The doors to cross cultural communication had opened, and without my speaking a word of Lithuanian, the conversation was on. We had something in common – a discus thrower – and from there we spoke of ourselves, each other, and our lives.
One summer I was on campus while a candidate was being interviewed for an English position. As few adults were present that day, I was asked to come speak with the candidate, even though our subject areas were different.
“She’s from the Bahamas,” I was told.
“I’ve got this one nailed,” I thought to myself.
We hit it off well, and even better when I let this little bit of information slip.

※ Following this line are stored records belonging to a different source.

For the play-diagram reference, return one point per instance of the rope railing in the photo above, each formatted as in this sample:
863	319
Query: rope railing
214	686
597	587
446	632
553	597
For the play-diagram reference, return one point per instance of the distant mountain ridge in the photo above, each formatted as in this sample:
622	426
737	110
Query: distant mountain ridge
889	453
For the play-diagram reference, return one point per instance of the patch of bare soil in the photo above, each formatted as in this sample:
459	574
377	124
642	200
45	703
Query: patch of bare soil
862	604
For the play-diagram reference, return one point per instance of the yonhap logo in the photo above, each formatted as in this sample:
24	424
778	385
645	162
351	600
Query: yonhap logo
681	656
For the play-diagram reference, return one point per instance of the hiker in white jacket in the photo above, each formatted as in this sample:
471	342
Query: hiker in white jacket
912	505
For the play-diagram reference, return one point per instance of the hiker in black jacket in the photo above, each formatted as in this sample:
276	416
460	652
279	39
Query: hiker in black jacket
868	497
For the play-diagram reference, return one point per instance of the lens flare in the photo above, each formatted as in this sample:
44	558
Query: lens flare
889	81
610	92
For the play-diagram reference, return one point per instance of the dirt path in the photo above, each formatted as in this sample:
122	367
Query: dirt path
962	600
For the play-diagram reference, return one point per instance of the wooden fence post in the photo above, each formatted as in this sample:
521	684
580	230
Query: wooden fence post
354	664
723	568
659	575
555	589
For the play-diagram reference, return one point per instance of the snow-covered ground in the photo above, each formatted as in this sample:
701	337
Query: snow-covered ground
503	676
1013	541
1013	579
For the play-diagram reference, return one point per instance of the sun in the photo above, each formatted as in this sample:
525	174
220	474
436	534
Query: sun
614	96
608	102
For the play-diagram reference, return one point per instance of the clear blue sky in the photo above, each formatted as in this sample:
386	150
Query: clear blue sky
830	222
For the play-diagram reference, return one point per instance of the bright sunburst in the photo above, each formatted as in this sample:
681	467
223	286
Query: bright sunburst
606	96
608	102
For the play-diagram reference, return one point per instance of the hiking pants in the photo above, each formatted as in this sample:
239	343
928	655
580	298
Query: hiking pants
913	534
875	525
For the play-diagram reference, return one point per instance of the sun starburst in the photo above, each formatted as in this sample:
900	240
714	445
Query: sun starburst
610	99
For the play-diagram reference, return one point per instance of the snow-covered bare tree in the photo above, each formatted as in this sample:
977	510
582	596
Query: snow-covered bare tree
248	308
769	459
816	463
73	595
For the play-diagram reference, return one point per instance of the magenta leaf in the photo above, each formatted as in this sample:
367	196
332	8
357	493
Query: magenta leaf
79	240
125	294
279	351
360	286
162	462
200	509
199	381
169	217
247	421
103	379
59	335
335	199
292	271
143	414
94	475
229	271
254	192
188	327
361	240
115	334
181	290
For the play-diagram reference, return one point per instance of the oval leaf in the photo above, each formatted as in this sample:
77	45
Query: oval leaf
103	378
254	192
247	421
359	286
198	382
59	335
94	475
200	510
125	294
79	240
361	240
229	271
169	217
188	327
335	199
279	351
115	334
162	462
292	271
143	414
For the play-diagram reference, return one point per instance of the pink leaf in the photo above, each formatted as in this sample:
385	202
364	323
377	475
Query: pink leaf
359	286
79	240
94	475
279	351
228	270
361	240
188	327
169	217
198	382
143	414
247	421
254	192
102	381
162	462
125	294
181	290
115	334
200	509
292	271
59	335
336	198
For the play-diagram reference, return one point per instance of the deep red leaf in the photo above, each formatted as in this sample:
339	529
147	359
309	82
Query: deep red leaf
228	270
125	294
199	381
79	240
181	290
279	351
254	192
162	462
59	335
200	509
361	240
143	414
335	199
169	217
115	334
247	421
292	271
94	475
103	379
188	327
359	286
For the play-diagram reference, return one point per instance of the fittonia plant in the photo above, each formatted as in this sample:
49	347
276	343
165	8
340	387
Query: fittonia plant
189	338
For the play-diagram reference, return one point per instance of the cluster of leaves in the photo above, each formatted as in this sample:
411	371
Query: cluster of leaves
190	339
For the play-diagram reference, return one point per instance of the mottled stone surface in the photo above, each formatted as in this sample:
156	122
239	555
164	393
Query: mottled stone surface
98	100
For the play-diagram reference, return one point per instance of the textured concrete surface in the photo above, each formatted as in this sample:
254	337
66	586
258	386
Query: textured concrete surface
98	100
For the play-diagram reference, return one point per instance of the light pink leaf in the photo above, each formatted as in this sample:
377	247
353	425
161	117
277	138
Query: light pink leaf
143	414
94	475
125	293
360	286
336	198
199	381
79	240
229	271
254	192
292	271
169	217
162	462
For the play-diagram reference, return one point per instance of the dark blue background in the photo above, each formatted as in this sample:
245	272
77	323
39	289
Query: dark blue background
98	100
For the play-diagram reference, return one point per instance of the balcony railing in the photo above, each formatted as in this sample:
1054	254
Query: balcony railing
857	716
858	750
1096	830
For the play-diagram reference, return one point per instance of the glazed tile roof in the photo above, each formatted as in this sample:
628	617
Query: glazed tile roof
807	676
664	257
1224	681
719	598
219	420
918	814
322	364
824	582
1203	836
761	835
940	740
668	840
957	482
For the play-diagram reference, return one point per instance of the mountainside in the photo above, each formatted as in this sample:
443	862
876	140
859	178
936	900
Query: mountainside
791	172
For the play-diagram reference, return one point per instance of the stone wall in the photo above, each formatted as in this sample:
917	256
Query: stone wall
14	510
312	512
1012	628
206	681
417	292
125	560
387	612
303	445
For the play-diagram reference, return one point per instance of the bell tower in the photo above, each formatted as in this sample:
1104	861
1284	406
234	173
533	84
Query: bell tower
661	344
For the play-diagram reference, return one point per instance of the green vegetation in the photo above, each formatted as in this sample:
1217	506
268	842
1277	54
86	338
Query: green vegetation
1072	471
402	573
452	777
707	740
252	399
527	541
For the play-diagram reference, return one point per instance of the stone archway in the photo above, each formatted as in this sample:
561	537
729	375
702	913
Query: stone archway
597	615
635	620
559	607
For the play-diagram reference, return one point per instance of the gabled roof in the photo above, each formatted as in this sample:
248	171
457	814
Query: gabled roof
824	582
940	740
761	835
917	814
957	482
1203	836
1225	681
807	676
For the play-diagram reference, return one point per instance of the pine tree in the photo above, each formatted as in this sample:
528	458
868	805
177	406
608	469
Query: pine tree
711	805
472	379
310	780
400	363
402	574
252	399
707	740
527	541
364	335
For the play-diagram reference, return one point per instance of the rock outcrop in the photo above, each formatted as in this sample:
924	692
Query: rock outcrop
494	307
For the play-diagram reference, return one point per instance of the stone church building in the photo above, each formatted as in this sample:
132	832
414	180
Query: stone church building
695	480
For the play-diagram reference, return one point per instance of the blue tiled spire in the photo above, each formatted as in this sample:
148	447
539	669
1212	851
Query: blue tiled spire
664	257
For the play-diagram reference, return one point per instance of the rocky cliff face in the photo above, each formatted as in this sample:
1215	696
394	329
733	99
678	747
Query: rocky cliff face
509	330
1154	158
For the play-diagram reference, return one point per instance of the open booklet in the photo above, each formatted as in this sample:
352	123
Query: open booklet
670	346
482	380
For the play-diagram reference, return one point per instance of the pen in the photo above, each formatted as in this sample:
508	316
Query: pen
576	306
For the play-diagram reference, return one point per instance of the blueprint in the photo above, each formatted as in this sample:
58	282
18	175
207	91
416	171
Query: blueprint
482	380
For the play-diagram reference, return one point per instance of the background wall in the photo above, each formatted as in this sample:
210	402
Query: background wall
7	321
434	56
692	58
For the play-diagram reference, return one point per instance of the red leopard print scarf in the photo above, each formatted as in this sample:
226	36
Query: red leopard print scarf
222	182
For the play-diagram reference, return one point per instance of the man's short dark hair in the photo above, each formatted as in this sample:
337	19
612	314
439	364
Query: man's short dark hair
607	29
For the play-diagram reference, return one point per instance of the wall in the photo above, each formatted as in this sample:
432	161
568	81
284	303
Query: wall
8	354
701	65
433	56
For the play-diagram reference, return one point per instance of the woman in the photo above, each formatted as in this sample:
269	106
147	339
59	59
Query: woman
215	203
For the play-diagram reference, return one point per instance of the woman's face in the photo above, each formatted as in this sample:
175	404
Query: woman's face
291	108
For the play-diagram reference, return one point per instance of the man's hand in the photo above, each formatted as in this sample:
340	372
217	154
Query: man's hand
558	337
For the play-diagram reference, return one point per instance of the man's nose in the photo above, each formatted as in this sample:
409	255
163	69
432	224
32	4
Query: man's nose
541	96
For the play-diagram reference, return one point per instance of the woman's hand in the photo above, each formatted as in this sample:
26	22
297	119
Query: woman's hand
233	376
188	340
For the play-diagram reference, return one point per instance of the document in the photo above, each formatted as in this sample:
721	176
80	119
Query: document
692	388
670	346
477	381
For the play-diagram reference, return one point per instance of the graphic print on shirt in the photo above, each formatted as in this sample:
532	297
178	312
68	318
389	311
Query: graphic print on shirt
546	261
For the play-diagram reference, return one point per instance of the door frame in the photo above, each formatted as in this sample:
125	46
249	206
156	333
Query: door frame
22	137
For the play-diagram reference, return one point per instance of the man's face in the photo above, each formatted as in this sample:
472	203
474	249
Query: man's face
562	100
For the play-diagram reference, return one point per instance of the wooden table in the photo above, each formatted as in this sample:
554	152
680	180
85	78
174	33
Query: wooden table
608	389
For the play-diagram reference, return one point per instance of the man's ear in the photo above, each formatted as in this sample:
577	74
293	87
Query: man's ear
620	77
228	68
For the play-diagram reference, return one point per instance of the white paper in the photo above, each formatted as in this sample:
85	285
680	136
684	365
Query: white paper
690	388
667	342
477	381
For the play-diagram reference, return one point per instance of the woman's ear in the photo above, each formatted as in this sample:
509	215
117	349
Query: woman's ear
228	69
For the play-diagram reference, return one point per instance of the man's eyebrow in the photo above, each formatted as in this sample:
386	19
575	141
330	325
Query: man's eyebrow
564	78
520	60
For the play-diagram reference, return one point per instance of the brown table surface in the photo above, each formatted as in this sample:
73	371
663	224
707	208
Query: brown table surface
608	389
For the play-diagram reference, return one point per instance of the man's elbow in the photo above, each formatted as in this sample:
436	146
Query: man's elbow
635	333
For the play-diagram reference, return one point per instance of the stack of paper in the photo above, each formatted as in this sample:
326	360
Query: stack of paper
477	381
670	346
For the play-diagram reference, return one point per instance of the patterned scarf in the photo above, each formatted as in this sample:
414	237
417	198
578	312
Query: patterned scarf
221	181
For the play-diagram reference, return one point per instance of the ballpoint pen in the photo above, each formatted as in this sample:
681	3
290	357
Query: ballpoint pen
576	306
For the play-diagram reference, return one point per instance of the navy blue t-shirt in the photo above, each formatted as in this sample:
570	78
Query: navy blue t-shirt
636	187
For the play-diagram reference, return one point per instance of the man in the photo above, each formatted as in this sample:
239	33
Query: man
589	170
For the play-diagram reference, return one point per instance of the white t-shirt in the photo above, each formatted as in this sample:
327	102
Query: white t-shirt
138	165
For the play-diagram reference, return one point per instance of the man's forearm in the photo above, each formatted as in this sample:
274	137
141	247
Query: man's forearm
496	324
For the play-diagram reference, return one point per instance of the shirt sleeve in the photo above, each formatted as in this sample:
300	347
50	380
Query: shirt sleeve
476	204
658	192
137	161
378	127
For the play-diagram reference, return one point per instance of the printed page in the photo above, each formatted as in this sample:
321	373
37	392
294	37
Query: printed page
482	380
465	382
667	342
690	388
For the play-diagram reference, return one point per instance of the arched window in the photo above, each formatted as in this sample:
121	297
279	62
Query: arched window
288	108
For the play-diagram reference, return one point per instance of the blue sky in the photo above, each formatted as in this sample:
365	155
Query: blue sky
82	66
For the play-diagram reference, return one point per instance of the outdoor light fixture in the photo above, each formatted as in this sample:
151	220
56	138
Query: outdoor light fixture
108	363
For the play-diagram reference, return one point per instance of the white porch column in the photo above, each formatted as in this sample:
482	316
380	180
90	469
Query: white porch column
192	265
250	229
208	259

“I was in the stadium in Seville in 1999 when –“
“WHEN THE BAHAMAS WOMEN’S RELAY TEAM WON GOLD AND BEAT THE US!!!”
We had more than enough to sustain our conversation, and finally I was told that it was time for the real interview to begin.
The real interview had just taken place.
What’s most memorable to me is the candidate’s description of how life stopped the moment Debbie Ferguson crossed the finish line in triumph. People poured out of buildings into the streets, traffic stopped, and a national celebration was on.
“I’ve also heard that employees just left their positions and ran out of banks!” a still astonished Pauline Davis-Thompson said outside the IAAF Heritage exhibit in Ostrava, Czech Republic on Friday.
Our meeting was 19 years in the making.
Davis-Thompson, who ran third leg on both the 1999 World and 2000 Olympic gold medal teams and is the Sydney Olympic 200m champion, is serving her 3rd 4-year term on the IAAF Council. I was meeting with Chris Turner, Director of IAAF’s Heritage program.
You can guess what story I told Davis-Thompson.
She loved hearing how her performance and that of her teammates had influenced the course of a job interview several years later.
The Bahamas women’s 4x100m relay team pulled off a colossal upset in the 1999 Seville World Championships, defeating France, Jamaica, and the United States.
It wasn’t quite such an upset the next year when they won the Olympic gold medal in Sydney.
“No, it wasn’t – was it?!” laughed Davis-Thompson.
“Not anymore,” I replied.
I have always said that track and field is my international language. Almost every time I meet someone from a country other than mine, there is an athlete I mention or a memorable performance I note. What we have is a common heritage, an international heritage, even if it may not always seem so at first glance.
The doors of friendship and understanding fly open when we discover what we have in common, and what we invariably have in common is a track and field story, an event, a shared memory: where were you when?
She asked for my business card.
“Track and field storytelling,” she read. “Yes, indeed.”
As for the candidate?
She got the job.
|Speaking Track and Field|
Honored to be with Pauline Davis-Thompson, Bahamas
2 x Olympic Gold
1 x World Gold
Dude, get a comb.
You never know when you're going to meet an Olympic Champion.